Anche le definizioni di anima e spirito contenute nel Nuovo Testamento sottointendono significati molto profondi. L’uomo è un essere che non possiede finalità in se stesso, ma è chiamato a una vocazione divina. Senza il dono dello spirito che lo trasforma interiormente, egli non può giungere al fine ultimo di una vita nell’ordine soprannaturale per la quale è stato creato. È lo spirito che mostra questa relazione essenziale dell’uomo con Dio. In quanto unito a Cristo e guidato dallo Spirito divino, l’uomo si fa spirito (cfr. Rm 1, 10; 1Cor 6, 17).

Altro numero molto interessante per la nostra ricerca è il 2516 in cui c’è un richiamo alla dualità corpo-spirito senza però chiarire in quale rapporto stiano tra loro e di conseguenza in quale rapporto siano essi con l’anima: «Già nell’uomo, essendo un essere composto, corpo e spirito, esiste una certa tensione, si svolge una certa lotta di tendenza tra lo “spirito” e la “carne”».
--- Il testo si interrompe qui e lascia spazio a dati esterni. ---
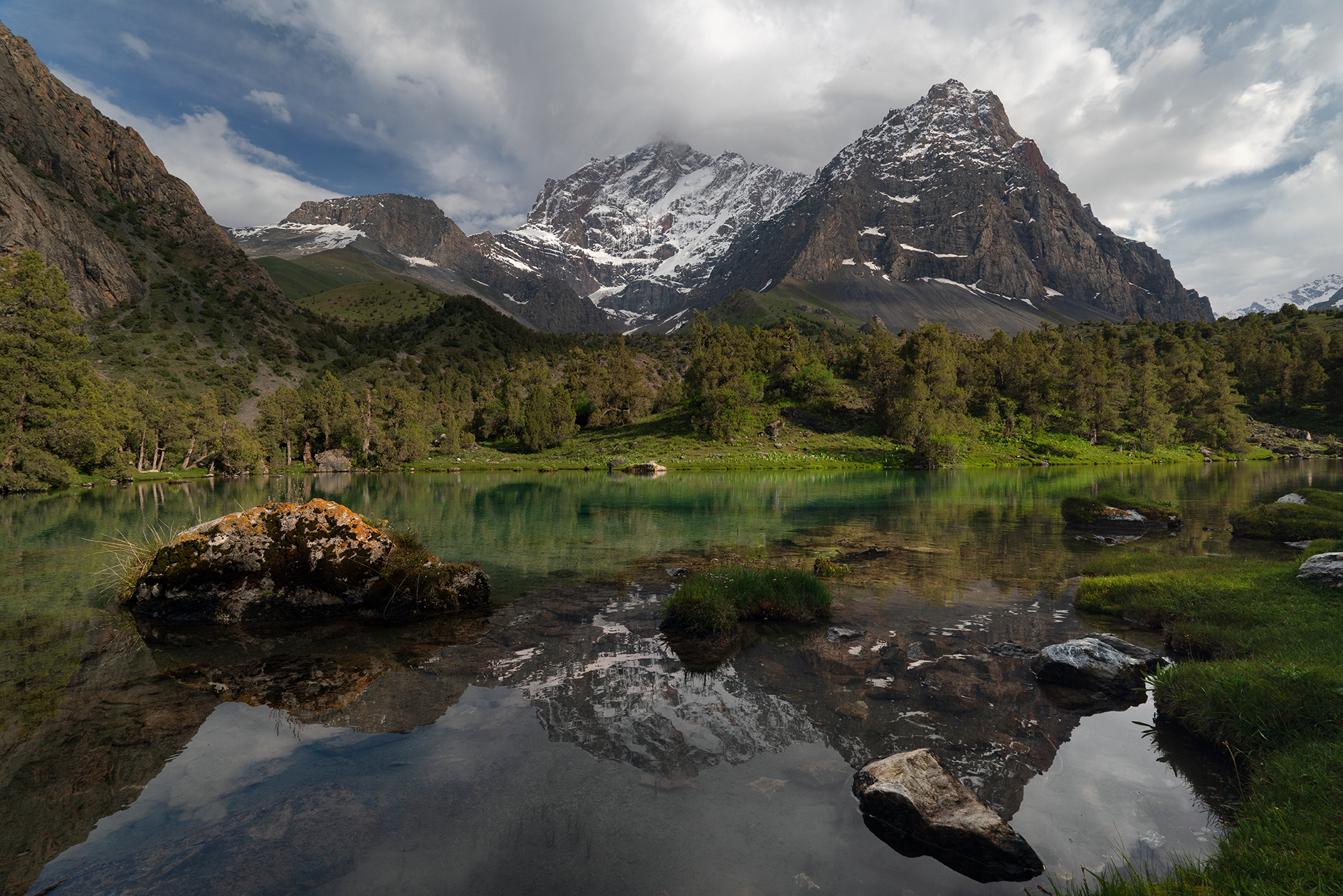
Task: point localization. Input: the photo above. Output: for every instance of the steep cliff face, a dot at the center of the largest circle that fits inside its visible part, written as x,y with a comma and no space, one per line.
413,236
634,233
90,197
947,191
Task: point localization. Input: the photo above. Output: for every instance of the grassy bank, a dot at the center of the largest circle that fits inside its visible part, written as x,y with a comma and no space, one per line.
711,604
1264,683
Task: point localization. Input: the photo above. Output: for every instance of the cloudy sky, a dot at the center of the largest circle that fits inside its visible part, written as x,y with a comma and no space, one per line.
1208,129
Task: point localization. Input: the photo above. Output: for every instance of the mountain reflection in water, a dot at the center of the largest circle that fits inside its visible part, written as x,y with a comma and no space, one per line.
430,757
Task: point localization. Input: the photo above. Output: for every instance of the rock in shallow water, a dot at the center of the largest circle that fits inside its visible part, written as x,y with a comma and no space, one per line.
1323,569
299,562
918,809
1096,662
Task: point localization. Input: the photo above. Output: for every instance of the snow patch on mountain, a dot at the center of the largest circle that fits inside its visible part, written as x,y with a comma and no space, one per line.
1316,293
661,215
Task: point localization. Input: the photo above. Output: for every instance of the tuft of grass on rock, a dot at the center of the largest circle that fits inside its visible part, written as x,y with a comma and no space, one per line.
129,559
711,604
1319,518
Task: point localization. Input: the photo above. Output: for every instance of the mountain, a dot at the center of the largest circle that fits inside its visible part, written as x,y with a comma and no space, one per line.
90,197
636,233
411,236
1326,292
944,213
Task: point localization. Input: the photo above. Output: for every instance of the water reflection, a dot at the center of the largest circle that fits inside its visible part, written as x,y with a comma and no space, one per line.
963,559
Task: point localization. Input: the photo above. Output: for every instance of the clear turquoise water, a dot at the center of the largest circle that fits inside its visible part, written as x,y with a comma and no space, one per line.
557,744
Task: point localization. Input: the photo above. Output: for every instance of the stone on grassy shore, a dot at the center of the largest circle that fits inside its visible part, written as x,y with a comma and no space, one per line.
916,808
1323,569
300,562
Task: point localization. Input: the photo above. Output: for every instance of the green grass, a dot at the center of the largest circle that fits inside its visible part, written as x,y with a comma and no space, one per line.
1270,692
711,604
321,271
387,301
1319,518
1088,511
744,308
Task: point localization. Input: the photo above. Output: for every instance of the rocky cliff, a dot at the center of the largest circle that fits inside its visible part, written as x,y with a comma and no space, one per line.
90,197
634,233
413,236
946,191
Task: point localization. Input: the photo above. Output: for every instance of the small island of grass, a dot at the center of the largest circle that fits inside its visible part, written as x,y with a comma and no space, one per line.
1300,516
712,604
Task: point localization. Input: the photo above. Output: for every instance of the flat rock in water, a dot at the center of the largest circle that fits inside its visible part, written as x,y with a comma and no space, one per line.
1151,660
1091,664
918,809
1323,569
297,562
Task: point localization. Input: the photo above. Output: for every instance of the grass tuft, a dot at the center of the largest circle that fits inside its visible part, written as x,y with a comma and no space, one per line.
1319,518
712,604
129,559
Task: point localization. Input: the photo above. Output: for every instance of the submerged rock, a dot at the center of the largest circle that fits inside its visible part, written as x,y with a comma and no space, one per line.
915,806
300,562
1092,664
1323,569
1013,650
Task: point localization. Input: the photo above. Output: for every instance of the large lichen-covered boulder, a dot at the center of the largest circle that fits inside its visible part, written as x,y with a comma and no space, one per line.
300,562
916,808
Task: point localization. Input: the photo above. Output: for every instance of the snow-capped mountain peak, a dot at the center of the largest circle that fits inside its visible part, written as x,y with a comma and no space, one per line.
1318,292
637,232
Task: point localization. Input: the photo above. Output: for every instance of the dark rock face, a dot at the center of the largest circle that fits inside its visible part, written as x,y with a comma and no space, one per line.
1095,665
918,809
296,562
66,162
413,236
644,227
946,190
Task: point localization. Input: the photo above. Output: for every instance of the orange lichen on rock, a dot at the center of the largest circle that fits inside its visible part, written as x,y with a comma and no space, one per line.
297,560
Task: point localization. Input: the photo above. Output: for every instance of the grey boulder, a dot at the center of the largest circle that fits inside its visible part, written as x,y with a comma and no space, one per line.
1323,569
918,809
1096,662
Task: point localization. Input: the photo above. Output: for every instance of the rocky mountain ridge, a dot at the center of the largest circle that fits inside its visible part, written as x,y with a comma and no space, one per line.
411,236
634,233
946,194
90,197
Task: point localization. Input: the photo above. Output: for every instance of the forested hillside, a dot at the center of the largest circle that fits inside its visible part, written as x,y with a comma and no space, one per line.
143,395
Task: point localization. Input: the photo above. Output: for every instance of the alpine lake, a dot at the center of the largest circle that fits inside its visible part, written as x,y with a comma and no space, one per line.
557,742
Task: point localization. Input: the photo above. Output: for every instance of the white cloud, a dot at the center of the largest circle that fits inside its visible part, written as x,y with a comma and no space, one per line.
134,45
235,180
271,102
1153,113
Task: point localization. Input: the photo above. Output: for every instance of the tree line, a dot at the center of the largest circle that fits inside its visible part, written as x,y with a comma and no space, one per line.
1138,386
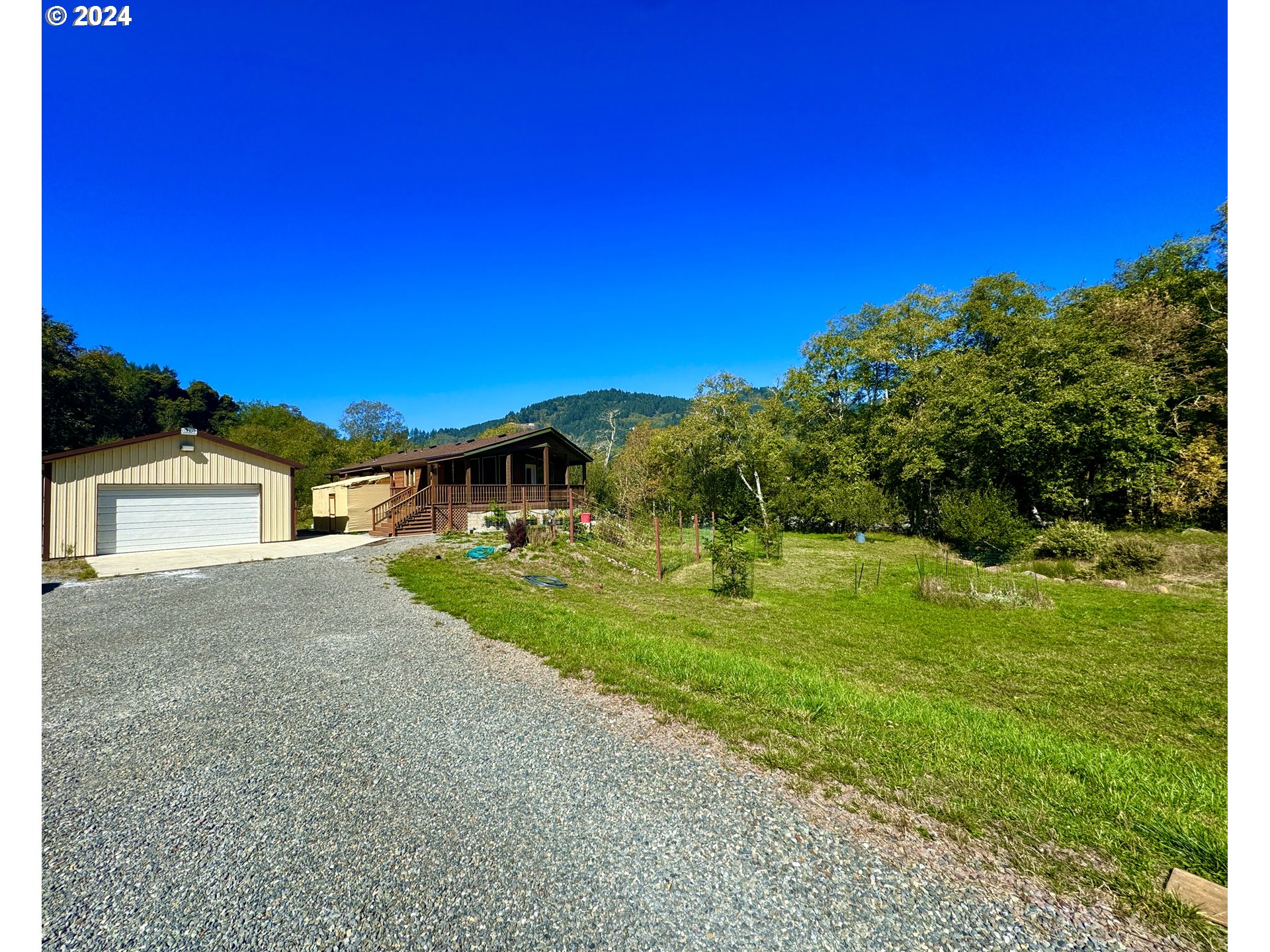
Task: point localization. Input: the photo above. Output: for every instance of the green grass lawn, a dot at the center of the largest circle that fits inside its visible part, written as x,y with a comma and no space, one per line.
1089,739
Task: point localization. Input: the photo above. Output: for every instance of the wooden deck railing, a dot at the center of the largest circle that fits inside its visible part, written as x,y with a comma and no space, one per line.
399,508
402,507
480,496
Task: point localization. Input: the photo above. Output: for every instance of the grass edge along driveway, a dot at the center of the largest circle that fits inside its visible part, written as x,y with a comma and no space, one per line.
1089,740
Per quanto concerne gli interventi magisteriali, il numero 360 del Catechismo rimanda alla Lettera Enciclica di Pio XII Summi Pontificatus, dove troviamo il riferimento all’anima spirituale quale requisito indispensabile per l’unità dell’uomo che tende al fine soprannaturale: «Meravigliosa visione che ci fa contemplare il genere umano nell’unità della sua origine in Dio […]; nell’unità della sua natura, composta ugualmente presso tutti di un corpo materiale e di un’anima spirituale; nell’unità del suo fine immediato e della sua missione nel mondo; nell’unità del suo “habitat”: la terra, dei cui beni tutti gli uomini, per diritto naturale, possono usare per sostentare e sviluppare la vita; nell’unità del suo fine soprannaturale: Dio stesso, al quale tutti devono tendere; nell’unità dei mezzi per raggiungere tale fine; […] nell’unità del suo riscatto operato per tutti da Cristo».
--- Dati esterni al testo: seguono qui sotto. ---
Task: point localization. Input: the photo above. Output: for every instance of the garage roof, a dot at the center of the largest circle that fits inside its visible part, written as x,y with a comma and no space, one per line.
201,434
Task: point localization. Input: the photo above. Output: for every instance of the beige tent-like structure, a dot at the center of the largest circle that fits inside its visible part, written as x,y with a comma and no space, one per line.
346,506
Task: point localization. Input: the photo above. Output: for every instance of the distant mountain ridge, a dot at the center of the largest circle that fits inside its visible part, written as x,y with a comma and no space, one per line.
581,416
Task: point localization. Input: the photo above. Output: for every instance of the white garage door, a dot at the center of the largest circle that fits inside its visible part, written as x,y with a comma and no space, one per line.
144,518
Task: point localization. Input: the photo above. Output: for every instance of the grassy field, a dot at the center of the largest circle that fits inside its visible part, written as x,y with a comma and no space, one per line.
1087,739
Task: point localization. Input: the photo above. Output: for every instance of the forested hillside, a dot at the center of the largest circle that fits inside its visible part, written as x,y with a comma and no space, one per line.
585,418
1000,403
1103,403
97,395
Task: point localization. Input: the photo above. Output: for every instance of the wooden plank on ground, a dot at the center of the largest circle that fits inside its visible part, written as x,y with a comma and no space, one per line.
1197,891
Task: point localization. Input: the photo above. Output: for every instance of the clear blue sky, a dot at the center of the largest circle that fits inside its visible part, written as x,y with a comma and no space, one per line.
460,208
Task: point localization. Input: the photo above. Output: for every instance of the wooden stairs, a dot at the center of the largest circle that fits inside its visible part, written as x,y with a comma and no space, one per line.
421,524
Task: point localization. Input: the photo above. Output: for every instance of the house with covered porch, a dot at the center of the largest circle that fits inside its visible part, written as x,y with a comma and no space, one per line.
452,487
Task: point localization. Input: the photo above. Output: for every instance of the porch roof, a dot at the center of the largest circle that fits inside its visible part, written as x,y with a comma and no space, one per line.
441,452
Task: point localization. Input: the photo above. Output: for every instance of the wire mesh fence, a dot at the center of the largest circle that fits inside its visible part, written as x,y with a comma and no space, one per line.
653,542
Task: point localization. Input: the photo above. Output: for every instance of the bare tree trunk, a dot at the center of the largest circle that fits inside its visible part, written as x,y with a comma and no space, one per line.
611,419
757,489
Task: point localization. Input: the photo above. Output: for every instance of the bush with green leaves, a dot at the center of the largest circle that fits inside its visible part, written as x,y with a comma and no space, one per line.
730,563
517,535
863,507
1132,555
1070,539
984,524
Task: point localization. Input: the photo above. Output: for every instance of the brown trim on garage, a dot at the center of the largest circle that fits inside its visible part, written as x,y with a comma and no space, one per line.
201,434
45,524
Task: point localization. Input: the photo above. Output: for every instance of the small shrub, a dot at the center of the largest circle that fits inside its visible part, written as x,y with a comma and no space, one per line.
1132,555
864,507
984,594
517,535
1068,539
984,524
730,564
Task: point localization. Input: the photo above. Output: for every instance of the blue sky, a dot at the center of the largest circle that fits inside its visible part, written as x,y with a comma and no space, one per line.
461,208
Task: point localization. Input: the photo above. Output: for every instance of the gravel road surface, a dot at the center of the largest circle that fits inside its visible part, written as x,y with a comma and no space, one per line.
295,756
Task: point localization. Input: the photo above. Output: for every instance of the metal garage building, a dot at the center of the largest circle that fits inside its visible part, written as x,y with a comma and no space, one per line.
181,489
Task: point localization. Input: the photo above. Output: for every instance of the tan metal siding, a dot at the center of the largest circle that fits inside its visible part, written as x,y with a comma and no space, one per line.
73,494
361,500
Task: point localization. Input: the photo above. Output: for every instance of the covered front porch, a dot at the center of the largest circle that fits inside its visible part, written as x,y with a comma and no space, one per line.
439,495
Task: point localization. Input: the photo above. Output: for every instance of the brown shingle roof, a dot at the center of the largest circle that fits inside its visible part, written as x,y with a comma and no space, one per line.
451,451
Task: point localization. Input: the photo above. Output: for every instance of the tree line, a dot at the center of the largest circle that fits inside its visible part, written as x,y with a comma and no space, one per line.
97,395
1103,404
Nella Lettera della Sacra Congregazione della fede, L’annuncio dei Novissimi oggi. Lettera su alcune questioni concernenti l’Escatologia pubblicata nel 1980, troviamo: «La Chiesa afferma la sopravvivenza e la sussistenza, dopo la morte, di un elemento spirituale, il quale è dotato di coscienza e di volontà, in modo tale che l’ “io” umano sussista, pur mancando nel frattempo del complemento del suo corpo. Per designare un tale elemento, la Chiesa adopera la parola “anima”».

Dunque anima e spirito, pur non coincidendo, sono in stretto rapporto tra loro. Stando ai contenuti del Catechismo non è però possibile chiarire in quale modo e come.

 

 

Bibliografia:

Catechismo della Chiesa Cattolica

A. BROMBIN, Il respiro dell’anima. Distinzione teologico-filosofica tra anima e spirito, Aracne Editrice, Roma 2014.